Twenty-four virologically suppressed PLWH on combined antiretroviral therapy and 13 HIV-negative (HIV−) controls completed TSPO-PET imaging using the radiotracer [¹¹C]PBR28. Because of tracer complexity and differing procedures used in previous studies, we employed an expansive methodological approach, using binding potential (BP) and standard uptake value ratio and multiple different reference regions to estimate [¹¹C]PBR28 binding.

Methods:

[¹¹C]PBR28 binding was measured in 30 cortical and subcortical regions and compared between PLWH and HIV− controls.
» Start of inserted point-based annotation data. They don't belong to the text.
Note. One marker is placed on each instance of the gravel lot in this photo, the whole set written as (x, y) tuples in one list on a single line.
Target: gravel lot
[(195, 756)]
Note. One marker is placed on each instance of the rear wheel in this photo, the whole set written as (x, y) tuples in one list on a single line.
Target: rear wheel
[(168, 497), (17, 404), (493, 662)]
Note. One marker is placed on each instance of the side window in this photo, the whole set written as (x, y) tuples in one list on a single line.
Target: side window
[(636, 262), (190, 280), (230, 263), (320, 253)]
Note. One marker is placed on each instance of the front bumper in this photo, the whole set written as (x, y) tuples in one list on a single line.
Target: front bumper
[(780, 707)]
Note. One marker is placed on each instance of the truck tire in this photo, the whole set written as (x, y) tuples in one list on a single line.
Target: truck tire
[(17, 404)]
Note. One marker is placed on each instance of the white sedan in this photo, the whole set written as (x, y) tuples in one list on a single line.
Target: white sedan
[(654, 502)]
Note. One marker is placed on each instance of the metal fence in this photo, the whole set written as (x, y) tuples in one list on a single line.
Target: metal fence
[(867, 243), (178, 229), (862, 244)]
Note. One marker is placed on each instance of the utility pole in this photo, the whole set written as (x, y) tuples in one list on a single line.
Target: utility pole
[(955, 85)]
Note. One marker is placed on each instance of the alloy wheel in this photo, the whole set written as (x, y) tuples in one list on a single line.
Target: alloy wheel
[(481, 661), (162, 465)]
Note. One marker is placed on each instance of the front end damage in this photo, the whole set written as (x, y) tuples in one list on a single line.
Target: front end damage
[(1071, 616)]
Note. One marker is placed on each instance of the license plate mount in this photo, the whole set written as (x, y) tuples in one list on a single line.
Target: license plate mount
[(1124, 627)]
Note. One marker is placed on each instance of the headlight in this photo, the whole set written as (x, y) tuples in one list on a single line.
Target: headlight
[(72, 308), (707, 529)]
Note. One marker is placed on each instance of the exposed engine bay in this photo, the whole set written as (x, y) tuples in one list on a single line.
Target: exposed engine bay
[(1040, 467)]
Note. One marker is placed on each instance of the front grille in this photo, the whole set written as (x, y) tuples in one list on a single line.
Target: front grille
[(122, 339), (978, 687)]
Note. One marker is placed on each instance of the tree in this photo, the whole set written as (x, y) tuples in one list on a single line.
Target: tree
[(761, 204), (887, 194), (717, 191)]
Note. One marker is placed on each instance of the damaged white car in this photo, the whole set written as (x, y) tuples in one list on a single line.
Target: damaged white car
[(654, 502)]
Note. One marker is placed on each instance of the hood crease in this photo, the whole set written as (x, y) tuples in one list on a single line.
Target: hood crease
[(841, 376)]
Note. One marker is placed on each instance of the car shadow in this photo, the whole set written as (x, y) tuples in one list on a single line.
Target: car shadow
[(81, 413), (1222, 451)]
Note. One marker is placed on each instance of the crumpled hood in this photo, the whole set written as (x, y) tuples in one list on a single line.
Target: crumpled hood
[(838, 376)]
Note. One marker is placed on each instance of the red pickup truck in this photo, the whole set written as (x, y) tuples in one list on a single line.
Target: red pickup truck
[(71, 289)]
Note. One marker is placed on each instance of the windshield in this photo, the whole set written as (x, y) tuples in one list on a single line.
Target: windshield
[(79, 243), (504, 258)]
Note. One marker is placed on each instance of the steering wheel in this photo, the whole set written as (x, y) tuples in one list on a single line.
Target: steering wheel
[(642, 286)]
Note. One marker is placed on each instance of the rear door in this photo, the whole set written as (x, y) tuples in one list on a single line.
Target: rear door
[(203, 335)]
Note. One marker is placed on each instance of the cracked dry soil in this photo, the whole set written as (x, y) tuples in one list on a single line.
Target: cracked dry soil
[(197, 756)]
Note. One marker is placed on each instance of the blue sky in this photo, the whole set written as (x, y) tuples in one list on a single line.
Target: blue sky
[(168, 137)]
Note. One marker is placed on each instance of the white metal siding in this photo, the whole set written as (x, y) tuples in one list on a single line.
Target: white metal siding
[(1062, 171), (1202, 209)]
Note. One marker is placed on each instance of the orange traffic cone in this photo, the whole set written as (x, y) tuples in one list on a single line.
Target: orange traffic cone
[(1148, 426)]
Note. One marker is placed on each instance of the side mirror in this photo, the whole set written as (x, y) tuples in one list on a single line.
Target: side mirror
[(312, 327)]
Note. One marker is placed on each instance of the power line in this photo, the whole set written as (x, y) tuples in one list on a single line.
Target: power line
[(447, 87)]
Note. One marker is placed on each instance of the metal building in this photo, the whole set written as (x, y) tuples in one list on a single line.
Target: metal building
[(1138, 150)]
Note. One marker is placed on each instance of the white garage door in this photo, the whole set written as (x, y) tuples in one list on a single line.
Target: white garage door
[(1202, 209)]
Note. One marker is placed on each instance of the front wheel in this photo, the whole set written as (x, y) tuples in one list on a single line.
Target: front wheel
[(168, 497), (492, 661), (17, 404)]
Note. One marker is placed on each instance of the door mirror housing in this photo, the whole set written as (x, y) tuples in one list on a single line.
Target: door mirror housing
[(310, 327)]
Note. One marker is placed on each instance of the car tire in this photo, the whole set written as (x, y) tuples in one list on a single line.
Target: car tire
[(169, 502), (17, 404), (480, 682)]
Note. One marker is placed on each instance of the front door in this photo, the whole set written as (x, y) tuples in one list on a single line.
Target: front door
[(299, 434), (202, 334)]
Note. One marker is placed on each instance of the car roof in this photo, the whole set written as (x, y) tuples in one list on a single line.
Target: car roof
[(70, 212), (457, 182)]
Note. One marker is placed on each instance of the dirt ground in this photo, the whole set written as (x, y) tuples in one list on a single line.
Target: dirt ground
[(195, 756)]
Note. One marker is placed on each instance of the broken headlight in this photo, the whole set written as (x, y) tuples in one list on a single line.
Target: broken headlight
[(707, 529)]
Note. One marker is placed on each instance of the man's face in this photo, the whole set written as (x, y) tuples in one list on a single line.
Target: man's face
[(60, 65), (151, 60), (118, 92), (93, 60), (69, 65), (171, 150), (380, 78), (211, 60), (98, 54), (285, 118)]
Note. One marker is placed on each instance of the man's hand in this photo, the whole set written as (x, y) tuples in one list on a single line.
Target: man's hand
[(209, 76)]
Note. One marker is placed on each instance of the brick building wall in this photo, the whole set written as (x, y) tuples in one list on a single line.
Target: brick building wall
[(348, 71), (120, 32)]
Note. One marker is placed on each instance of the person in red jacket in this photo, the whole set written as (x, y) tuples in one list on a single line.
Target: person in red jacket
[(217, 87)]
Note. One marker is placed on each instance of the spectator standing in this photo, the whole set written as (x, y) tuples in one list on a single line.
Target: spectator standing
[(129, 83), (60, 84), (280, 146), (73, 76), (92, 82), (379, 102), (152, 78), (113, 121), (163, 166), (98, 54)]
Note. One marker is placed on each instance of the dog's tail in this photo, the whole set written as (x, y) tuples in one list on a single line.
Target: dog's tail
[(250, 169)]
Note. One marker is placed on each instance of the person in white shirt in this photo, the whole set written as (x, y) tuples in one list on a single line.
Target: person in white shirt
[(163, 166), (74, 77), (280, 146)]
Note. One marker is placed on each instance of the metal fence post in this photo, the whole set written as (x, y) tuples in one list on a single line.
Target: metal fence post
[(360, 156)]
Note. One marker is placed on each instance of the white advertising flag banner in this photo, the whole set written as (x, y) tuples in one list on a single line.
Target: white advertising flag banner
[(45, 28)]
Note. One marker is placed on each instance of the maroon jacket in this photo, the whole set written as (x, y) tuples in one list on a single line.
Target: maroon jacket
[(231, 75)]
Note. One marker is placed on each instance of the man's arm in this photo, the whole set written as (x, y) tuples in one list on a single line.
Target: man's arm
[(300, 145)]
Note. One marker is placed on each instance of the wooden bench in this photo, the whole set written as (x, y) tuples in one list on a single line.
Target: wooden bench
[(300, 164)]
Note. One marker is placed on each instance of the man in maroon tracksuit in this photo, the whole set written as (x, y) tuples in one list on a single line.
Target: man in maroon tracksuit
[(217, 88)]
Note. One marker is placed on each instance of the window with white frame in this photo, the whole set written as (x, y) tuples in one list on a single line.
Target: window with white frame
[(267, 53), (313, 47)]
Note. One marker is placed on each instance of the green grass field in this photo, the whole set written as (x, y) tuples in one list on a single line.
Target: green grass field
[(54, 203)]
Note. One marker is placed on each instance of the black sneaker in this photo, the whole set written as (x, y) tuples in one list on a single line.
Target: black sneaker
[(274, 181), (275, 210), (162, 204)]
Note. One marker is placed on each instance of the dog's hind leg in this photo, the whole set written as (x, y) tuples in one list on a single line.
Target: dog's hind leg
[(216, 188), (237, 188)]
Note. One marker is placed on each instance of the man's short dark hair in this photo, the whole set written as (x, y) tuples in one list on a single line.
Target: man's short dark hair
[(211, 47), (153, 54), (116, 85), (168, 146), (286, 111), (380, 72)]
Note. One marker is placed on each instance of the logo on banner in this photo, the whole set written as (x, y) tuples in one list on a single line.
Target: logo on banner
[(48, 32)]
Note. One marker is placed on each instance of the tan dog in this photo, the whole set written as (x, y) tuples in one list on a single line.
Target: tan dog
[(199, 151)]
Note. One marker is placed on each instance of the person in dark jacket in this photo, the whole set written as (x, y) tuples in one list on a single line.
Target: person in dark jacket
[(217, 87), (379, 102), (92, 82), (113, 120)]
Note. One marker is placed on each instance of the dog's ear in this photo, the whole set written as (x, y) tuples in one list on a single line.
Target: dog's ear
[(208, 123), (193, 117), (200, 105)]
Pearson correlation evaluated the association between [¹¹C]PBR28 binding and cognition and clinical measures of HIV.

Results:

Analyses conducted using multiple reference regions and measures of tracer uptake revealed no significant differences between [¹¹C]PBR28 binding in PLWH compared with HIV− controls. In addition, [¹¹C]PBR28 binding in PLWH was not significantly associated with clinical measures of HIV or plasma biomarkers of inflammation. [¹¹C]PBR28 binding was not significantly elevated in cognitively impaired PLWH compared with unimpaired PLWH, but there were inverse relationships between cognitive performance (executive and global function) and [¹¹C]PBR28 binding in PLWH.

Conclusions:

Our results suggest that neuroinflammation may play a role in cognitive deficits, but overall neuroinflammatory levels as measured by TSPO-PET imaging in PLWH are not significantly different from those seen in HIV− controls.

中文翻译：

艾滋病毒感染者与未感染艾滋病毒的人之间[11C] -PBR28结合的比较

目的：

尽管联合使用了抗逆转录病毒疗法，但艾滋病毒感染者（PLWH）可能仍会出现神经炎症，并导致该人群的认知障碍。针对18 kDa易位蛋白（TSPO）的正电子发射断层扫描（PET）成像已用于定位神经炎症。我们旨在使用TSPO-PET成像来评估PLWH中的神经炎症。

设计：

联合抗逆转录病毒疗法有24例病毒学抑制的PLWH和13例HIV阴性（HIV-）对照者使用放射性示踪剂[ ¹¹ C] PBR28完成了TSPO-PET成像。由于示踪剂的复杂性和先前研究中使用的不同程序，我们采用了一种扩展的方法学方法，使用结合电位（BP）和标准摄取值比率以及多个不同的参考区域来估计[ ¹¹ C] PBR28结合。

方法：

在30个皮质和皮质下区域测量[ ¹¹ C] PBR28结合，并在PLWH和HIV-对照之间进行比较。皮尔森相关性评估了[ ¹¹ C] PBR28结合与认知与HIV的临床检测之间的关联。

结果：

使用多个参考区域进行的分析以及示踪剂摄取的测量表明，与HIV-对照相比，PLWH中的[ ¹¹ C] PBR28结合之间没有显着差异。此外，PLWH中的[ ¹¹ C] PBR28结合与HIV的临床测量或炎症的血浆生物标志物没有显着相关。与未受损的PLWH相比，在认知受损的PLWH中[ ¹¹ C] PBR28的结合没有显着提高，但是在PLWH中，认知表现（执行和整体功能）与[ ¹¹ C] PBR28的结合之间存在反比关系。